La construcción de un universo personal —dentro de las inevitables referencias— probablemente sea, más allá de lograr sostener un núcleo discursivo o incluso dotar de un carácter inherente a sus imágenes, uno de los principales obstáculos para la consecución en un cine de género actual que no solamente prescinde de esos universos creados por la mente del cineasta con urgencia —como si por partir de premisas distintas se diluyese la condición del mismo—, sino que los pervierte y desarticula como si su edificación no pudiese aportar elementos a la obra. Tras tres —teniendo en cuenta esta The Endless— largometrajes a sus espaldas, Justin Benson y Aaron Moorhead no únicamente pueden presumir de no haber desvirtuado ese microcosmos esencial para la comprensión de un cine o incluso un discurso particular, además han logrado realizar extensiones del mismo que amen de apoyar y enriquecer aquello ya creado con anterioridad, dotan de un sentido específico a cada uno de sus nuevos trabajos —aunque, a estas alturas, no sean demasiados—.

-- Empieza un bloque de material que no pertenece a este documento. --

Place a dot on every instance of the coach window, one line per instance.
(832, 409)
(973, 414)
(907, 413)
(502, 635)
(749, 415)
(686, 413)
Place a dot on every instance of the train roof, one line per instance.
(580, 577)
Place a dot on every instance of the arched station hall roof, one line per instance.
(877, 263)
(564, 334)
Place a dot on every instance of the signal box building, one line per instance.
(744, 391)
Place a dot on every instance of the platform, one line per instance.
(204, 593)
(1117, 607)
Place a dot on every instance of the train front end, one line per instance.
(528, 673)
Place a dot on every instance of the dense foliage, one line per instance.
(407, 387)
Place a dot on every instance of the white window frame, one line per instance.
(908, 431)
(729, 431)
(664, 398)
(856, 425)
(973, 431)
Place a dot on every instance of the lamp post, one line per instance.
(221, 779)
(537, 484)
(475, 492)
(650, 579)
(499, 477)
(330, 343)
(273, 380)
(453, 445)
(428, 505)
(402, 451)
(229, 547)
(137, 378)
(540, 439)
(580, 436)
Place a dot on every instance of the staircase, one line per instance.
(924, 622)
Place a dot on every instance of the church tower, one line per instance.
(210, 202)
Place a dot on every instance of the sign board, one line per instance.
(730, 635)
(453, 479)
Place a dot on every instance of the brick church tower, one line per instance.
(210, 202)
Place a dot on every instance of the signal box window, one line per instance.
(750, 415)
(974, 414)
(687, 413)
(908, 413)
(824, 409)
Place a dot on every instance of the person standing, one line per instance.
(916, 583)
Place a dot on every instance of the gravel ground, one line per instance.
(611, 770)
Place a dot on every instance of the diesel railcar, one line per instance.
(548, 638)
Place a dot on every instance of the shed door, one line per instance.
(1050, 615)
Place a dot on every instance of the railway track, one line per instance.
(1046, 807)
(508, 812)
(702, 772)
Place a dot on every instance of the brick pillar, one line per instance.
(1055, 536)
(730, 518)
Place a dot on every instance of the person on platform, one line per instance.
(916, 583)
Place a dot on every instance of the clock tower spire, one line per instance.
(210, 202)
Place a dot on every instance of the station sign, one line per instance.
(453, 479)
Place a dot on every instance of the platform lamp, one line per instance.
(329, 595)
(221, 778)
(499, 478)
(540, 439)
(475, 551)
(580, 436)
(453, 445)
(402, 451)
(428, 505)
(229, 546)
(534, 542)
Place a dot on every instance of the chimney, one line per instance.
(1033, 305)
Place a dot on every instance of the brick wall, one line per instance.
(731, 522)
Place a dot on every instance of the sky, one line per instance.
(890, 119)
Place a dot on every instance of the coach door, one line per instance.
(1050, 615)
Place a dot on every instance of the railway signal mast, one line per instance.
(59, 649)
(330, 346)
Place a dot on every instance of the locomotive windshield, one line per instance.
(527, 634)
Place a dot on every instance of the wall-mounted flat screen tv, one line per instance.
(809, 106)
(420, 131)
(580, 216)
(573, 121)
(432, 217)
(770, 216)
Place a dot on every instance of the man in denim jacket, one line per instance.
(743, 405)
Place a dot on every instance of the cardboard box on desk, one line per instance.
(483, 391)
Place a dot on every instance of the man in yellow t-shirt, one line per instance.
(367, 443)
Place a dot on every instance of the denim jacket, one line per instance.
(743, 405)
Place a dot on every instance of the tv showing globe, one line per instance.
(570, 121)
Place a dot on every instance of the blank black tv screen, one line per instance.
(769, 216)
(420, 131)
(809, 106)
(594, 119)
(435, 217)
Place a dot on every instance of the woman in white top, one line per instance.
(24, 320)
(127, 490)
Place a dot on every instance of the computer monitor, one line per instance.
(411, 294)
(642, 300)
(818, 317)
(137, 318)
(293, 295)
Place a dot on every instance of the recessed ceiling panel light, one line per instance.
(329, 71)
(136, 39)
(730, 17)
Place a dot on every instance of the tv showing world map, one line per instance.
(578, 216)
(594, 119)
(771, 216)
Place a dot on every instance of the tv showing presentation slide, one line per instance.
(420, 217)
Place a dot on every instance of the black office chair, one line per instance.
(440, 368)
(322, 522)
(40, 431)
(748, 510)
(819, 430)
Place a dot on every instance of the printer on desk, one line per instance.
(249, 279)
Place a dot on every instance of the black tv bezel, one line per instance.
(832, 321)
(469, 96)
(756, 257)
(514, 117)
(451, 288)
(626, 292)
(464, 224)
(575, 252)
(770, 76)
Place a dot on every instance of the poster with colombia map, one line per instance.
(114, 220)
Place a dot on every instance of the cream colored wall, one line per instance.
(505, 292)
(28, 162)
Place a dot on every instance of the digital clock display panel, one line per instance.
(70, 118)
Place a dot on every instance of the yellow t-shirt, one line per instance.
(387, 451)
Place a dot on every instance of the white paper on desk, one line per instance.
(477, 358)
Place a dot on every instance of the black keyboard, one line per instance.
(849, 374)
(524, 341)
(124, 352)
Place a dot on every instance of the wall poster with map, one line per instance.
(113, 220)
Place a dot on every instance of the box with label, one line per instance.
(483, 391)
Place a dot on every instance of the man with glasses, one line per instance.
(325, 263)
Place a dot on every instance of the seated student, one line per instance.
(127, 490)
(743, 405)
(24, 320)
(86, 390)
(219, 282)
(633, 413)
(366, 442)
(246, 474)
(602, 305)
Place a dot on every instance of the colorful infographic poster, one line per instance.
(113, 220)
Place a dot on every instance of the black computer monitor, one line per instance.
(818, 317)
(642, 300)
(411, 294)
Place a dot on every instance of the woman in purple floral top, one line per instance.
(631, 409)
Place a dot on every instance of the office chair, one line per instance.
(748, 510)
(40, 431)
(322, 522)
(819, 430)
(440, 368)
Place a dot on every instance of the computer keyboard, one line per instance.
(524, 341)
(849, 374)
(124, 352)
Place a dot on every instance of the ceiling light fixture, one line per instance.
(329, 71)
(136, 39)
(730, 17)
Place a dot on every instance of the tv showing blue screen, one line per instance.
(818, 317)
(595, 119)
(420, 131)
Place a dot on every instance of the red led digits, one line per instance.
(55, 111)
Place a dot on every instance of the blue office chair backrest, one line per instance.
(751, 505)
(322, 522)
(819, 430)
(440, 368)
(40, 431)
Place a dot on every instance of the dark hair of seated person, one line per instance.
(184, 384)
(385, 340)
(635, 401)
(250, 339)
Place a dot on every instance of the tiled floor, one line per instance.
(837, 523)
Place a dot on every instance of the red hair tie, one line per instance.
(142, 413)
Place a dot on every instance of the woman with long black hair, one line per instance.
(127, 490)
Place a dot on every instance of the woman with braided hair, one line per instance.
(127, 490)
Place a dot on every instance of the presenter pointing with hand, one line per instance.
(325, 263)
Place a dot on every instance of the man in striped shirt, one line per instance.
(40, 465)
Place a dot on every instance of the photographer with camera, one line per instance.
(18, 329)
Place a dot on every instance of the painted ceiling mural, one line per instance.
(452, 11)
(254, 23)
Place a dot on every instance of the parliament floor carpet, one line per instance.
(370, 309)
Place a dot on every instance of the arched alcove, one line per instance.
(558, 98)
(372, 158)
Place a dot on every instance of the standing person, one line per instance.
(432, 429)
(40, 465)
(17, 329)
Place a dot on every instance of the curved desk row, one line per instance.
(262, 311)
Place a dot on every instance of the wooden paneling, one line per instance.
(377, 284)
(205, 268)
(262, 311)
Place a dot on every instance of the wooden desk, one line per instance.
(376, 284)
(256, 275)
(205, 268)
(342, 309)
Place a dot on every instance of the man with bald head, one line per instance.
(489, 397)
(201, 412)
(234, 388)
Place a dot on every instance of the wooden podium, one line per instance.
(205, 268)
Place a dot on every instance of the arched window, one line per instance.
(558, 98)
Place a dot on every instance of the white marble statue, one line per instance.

The Endless nos sumerge de nuevo en ese sobrenatural con el que los cineastas vienen colindando desde su debut, la fabulosa e infravalorada Resolution, y lo hace a través de, quizá, el relato más franco al que se podrían haber enfrentado los cineastas: no parece casual, pues, que hayan decidido ser ellos mismos quienes, más allá de ponerse tras las cámaras, hagan lo propio encarnando en esta ocasión a los dos protagonistas del film —incluso interpretando a dos personajes que llevan sus mismos nombres—. Y es que si en Resolution se deducían algunas vías articulares —no tan extendidas en Spring, aunque continuasen haciendo frente a ese mundo Lovecraftiano instaurado en su ópera prima—, con The Endless vuelven a las cuestiones que se establecían en el particular periplo de Michael y Cris, dos amigos que ya en aquel film afrontaban su amistad llegando a cotas insospechables.

Más allá de la amistad, The Endless nos presenta la historia de dos hermanos cuyo periplo hasta ese momento no ha sido ni mucho menos sencillo, algo que Moorhead y Benson disponen en un ambiente ciertamente decadente —ambos, presos por un pasado del que Aaron no parece querer olvidarse, y ante el que Justin mantiene una distancia prudencial— y desarrollan mediante una crónica —donde el viaje establecido no es precisamente casual, aunque no funcione a la manera de una road movie— repleta de dobleces a través de las cuales llegar al fondo de algo más que un relato de supervivencia —la que, en todo momento, alude Aaron como motor de una existencia donde no encuentra más motivación que esa—.

De ritmo preciso —de hecho, hasta bien entrado el film, los autores se dedican más a ir sugiriendo y otorgando indicios al espectador— y tonos un tanto apagados, hasta grisáceos —algo que, en parte, sigue en la línea de su cine, aunque en esta ocasión quizá evocando una etapa, un recorrido—, The Endless no juega tanto —más allá de la crónica que la vertebra— a desvelar un ‹plot twist› tan sorprendente como contundente, sino que incorpora paulatinamente elementos para sumergirse así en ese universo del que hablaba al principio. Cada pequeño detalle y circunstancia está establecida lejos de para crear una intriga que la propia atmósfera fomenta, para dotar de un sentido determinado al microcosmos compuesto. Es, por tanto, la forma minuciosa y entregada de ir construyendo, paso a paso, cada una de las aristas del universo propuesto en The Endless, una de las virtudes capitales del propio film: la que lo termina catapultando y consiguiendo no sólo concebir algo estimulante a la par que sorprendente, también tan hipnótico que, incluso ante las soluciones más elementales, a uno no le queda otra que caer rendido y esperar que Benson y Moorhead sigan en un paradero desconocido, ese tan suyo que propone, sugiere y seduce como pocos.